Results: A total of 95,606 patients with SCD were identified during the query period. Roughly half of patients (46.8%) were adults 18-49 years of age. Thirty-two percent (n= 30,900) were ≥50 years of age and 20.9% (n= 19,950) were ≤17 years of age. The study population included 40.3% African-American and 15.9% White patients. Race was unknown for 42.6% of the study population. Among pediatric SCD patients ≤1, 2-5, 6-11 and 12-17 years of age, hydroxyurea was dispensed to 4.1%, 7.7%, 16.5% and 16.0% of patients respectively. Among adults 18-49 years and ≥50 years, 18.4% and 4.7% respectively were dispensed hydroxyurea.

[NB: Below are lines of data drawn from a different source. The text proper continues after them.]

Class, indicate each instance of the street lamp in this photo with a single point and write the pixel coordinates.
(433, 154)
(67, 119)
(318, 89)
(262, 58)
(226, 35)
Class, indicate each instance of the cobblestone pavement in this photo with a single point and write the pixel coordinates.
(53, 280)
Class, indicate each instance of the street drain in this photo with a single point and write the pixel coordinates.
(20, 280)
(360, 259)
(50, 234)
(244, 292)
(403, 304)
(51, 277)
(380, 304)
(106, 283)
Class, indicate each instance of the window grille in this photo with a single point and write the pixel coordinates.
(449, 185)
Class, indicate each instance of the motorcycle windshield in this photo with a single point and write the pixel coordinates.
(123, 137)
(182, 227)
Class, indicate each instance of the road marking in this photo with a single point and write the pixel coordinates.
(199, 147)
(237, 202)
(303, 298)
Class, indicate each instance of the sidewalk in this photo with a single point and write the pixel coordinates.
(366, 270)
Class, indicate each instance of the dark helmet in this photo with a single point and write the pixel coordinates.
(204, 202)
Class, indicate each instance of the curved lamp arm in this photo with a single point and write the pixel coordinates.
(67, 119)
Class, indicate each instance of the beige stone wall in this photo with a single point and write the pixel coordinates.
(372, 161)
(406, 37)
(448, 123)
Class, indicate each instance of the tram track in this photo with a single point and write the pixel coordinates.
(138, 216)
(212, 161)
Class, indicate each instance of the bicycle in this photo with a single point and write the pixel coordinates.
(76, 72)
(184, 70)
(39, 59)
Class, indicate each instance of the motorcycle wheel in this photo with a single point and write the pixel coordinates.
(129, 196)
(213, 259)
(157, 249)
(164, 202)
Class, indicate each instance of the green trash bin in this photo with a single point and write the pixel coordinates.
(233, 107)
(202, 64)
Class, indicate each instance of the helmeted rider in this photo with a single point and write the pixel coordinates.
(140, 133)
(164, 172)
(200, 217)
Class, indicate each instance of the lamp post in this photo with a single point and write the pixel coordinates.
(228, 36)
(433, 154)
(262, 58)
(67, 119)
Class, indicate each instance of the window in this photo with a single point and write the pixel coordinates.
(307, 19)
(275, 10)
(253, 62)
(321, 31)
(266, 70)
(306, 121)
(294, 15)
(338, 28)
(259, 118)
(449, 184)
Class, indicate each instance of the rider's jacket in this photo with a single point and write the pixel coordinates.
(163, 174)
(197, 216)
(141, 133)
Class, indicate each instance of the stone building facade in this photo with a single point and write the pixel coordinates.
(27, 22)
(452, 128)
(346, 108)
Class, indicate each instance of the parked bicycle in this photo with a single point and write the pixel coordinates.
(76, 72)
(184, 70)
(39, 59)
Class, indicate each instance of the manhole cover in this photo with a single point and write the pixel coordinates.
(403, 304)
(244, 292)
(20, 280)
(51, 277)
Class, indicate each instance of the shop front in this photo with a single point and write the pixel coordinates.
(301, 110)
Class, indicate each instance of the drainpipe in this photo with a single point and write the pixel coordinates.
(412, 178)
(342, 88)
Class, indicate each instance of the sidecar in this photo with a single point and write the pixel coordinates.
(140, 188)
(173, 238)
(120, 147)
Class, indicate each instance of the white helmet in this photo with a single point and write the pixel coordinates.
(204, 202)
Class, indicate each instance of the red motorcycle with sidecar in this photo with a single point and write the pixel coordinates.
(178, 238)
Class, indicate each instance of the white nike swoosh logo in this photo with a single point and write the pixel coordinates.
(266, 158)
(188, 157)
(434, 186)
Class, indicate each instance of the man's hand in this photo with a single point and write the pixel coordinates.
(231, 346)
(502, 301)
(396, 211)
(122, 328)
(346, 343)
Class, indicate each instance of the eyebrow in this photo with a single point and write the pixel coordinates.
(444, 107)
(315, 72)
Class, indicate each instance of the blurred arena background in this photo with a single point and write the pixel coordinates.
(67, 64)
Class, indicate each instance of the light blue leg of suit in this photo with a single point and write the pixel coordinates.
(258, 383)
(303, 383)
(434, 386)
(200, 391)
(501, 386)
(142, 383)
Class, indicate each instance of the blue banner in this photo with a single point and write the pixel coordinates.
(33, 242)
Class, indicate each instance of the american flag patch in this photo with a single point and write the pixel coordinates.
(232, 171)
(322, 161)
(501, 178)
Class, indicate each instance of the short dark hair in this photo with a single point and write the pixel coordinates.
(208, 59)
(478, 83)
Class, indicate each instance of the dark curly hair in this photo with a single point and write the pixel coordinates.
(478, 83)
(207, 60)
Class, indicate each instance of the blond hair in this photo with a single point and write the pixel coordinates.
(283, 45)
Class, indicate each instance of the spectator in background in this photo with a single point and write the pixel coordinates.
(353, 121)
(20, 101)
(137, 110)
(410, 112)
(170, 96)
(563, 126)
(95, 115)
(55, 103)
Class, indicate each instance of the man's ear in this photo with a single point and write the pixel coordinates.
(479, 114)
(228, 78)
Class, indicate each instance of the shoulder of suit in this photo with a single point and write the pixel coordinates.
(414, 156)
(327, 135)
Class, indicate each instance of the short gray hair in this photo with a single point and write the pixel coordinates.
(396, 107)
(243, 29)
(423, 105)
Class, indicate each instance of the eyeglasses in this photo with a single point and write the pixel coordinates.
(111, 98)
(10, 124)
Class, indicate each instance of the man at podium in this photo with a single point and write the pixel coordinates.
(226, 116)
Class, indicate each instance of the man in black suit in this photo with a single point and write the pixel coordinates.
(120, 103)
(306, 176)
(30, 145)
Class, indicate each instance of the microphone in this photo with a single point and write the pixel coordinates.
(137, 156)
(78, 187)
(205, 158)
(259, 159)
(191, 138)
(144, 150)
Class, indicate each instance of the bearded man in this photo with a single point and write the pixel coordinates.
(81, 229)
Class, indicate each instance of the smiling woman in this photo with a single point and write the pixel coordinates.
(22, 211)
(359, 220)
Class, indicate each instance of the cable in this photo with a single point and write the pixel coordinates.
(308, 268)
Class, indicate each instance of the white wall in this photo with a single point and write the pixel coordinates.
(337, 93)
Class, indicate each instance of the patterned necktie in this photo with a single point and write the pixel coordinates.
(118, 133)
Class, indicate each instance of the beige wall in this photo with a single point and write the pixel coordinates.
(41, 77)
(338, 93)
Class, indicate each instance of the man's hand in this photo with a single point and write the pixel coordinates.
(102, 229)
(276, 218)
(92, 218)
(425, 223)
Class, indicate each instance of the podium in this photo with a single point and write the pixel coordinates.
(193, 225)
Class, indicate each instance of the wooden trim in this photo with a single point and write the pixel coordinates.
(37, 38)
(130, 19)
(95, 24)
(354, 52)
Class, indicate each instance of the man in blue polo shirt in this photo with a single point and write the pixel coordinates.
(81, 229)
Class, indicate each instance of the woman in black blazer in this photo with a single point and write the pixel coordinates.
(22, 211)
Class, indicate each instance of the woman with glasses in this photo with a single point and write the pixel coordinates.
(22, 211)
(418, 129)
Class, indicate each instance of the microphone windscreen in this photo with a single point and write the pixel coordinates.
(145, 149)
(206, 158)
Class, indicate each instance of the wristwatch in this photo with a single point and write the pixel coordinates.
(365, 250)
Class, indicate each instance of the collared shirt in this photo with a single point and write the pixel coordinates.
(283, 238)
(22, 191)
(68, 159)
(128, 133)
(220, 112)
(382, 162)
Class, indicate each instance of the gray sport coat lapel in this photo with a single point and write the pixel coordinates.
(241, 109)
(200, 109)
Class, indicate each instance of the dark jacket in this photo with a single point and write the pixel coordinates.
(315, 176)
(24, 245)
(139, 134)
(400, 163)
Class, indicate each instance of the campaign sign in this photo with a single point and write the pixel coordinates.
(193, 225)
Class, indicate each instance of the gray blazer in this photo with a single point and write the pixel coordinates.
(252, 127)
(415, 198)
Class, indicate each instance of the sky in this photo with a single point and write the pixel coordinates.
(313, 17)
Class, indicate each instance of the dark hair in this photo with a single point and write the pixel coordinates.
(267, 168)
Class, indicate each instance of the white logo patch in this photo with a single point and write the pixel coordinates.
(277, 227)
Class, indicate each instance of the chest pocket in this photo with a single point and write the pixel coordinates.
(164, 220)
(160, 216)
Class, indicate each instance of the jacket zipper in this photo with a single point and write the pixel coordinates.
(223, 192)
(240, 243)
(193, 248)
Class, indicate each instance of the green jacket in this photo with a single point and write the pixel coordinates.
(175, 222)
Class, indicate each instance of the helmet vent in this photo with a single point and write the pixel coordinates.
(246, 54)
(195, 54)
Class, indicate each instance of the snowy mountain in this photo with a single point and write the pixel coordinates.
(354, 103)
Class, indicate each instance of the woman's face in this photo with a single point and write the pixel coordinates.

The majority of pediatric hydroxyurea users were dispensed hydroxyurea for ≥ 325 days cumulatively. The median [inter quartile range] number of days of cumulative hydroxyurea exposure among patients ≤1, 2-5, 6-11, 12-17, 18-49 and 50+ years were 422 [139, 789], 420 [157, 836], 462 [156, 1145], 328 [120, 877], 204 [65, 505] and 253 [88, 599] days respectively.

Conclusions: Although hydroxyurea was not approved for pediatric use in the US until 2017, for the period January 1, 2000 through September 30, 2015, the proportion of pediatric SCD patients 6-11 years and 12-17 years and adult SCD patients 18-49 years of age who were dispensed hydroxyurea were similar in the FDA Sentinel database. Among patients dispensed hydroxyurea, the durations of cumulative exposure were generally higher among pediatric compared to adult patients with SCD. The higher cumulative hydroxyurea exposure duration among pediatric SCD patients may reflect greater tolerability and adherence to hydroxyurea treatment in this population among other reasons. While this analysis evaluated utilization patterns prior to hydroxyurea approval for pediatric SCD patients, further research to evaluate any changes in hydroxyurea use patterns after the pediatric labeling would be useful.